Turkana County should now start to build capacity

President Uhuru Kenyatta flags off one of the four trucks loaded with crude oil from Ngamia Eight on June 3, 2018 during the launch of the Early Oil Pilot Scheme. PHOTO | JARED NYATAYA | NMG

What you need to know:

  • The agreement on formula for sharing oil revenues shifts focus to new developments.
  • The national government will take 75 per cent of revenues, the county government 20 per cent and local communities 5 per cent.

The compromise on oil revenue sharing reached between the national and the Turkana county government was a win-win milestone for the emergent upstream oil sector.

The national government will take 75 per cent of revenues, the county government 20 per cent and local communities 5 per cent.

The local communities were defined as the sub-counties in which the oilfields are located. The conditional capping for the county and community revenue shares was removed.

This will now allow the legislative work on the Petroleum Bill to be completed and pave the way for setting up of sector regulatory and institutional capacity necessary for the development and commercialisation of the oil reserves so that full exports via Lamu are realised by possibly 2022/23, the time when oil revenues will be expected to accrue.

With the local oil politics and conflicts now essentially simmered, it is time for the Turkana County to systematically and effectively integrate oil as one of the key county socio-economic sectors among others like livestock, fisheries, agriculture, mining and tourism.

The oilfields have a maximum life of 20-25 years. As such, oil should be seen by the county as a “transient” sector whose beneficial impacts on the county economy should be made to outlast the oil.

Even before oil revenues arrive, there will be plenty of economic activities happening in the construction of infrastructure for oil production and the export pipeline to Lamu.

Local capacity in the form of skills and enterprise are therefore immediately needed to allow Turkana people to either directly participate in these projects, or indirectly participate in tens of other indirect support services.

A number of initiatives by donors, NGOs, and investors to develop skills and enterprise capacity in Turkana have been ongoing.

However the Turkana County government should now proactively step up leadership and support for capacity building efforts to increase Turkana county share of these jobs and provision of services and materials.

The skills and enterprises should be as diverse and transferable as possible to allow application beyond oil and also beyond county boundaries.

Local economic participation is a very sensitive subject because, as was the case with oil revenue sharing, local content disputes can result in disruptive conflicts.

The county has to be proactive and prepare its people to understand their existing capacity and limitations, and also ongoing affirmative actions on local content.

Investor’s responsibility is usually limited to contracting for skills, services, and materials that meet basic standards. It is for the governments and diverse groups to ensure that these are available in the right quantity and quality.

If these are not locally available, the investors and their sub-contractors will seek them outside the county and country.

Now turning to capacity by Turkana county to absorb allocated oil revenue (a total of 25 per cent), the county government will need to firstly formulate “Turkana based” policy guidelines on how the oil money will be spent in the short, medium and long term. This will need to be a very inclusive all-stake-holders discussion preferably long before 2022/23.

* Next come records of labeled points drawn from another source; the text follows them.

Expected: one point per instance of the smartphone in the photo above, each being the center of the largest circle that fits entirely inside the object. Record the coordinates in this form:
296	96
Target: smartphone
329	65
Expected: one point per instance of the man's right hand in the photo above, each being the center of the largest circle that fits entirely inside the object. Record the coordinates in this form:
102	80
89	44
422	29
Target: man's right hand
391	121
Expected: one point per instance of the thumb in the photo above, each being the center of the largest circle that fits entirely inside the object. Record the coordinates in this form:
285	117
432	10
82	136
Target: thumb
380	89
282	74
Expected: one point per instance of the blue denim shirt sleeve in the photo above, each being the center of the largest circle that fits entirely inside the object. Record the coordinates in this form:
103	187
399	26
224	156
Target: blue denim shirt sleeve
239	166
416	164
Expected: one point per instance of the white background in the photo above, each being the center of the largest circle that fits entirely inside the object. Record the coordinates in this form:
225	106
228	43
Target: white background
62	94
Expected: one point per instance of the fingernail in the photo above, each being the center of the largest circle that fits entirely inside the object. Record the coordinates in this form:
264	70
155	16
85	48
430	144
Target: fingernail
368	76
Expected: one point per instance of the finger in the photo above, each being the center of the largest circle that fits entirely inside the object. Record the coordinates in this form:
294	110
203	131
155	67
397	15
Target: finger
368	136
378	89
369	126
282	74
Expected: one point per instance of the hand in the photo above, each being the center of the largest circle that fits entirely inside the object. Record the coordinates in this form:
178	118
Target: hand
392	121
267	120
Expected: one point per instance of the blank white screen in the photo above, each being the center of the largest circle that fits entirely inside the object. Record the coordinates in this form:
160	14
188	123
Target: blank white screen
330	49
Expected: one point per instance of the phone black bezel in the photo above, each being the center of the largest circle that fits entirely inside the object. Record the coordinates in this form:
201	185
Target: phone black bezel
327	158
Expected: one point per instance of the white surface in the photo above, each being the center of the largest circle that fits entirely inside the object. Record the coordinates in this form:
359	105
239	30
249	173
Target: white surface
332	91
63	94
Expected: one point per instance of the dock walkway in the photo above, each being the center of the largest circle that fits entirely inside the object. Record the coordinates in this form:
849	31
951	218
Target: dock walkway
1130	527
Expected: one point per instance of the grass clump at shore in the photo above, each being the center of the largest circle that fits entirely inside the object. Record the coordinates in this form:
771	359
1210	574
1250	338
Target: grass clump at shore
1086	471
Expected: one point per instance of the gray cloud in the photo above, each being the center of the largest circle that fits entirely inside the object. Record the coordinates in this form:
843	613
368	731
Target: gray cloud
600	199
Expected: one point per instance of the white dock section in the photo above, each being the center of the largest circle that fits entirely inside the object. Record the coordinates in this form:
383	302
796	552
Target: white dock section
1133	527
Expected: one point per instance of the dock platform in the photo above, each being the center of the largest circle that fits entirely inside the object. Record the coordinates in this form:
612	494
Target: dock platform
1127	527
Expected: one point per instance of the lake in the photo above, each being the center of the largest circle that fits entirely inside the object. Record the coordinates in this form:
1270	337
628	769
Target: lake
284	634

Secondly, it will be the setting up of institutional and governance frameworks and systems at both County and Sub-county levels for accounting and spending the oil revenues.

Best practices on how local governments and communities have effectively utilized allocated oil revenues are available in countries like Indonesia, among others.

However it should be emphasized that Turkana County must develop systems to serve their unique needs. Turkana will be the “guinea pig” test case county for resource revenue management and as such they need to get it right first time.

Yes between now and 2022/23 Turkana County has a full agenda. The county will, on the subject of oil, need continuous positive engagement with investors, national government, and above all local communities.

In respect of local communities, correct information will need to be availed to minimize misconceptions, mistrust, and misplaced expectations.

Finally it is encouraging to learn that experts for production development and Lamu pipeline design have been identified, and that investor final investment decisions on the production and pipeline are possible by mid 2019, motivated of course by the ongoing firming up of global oil prices.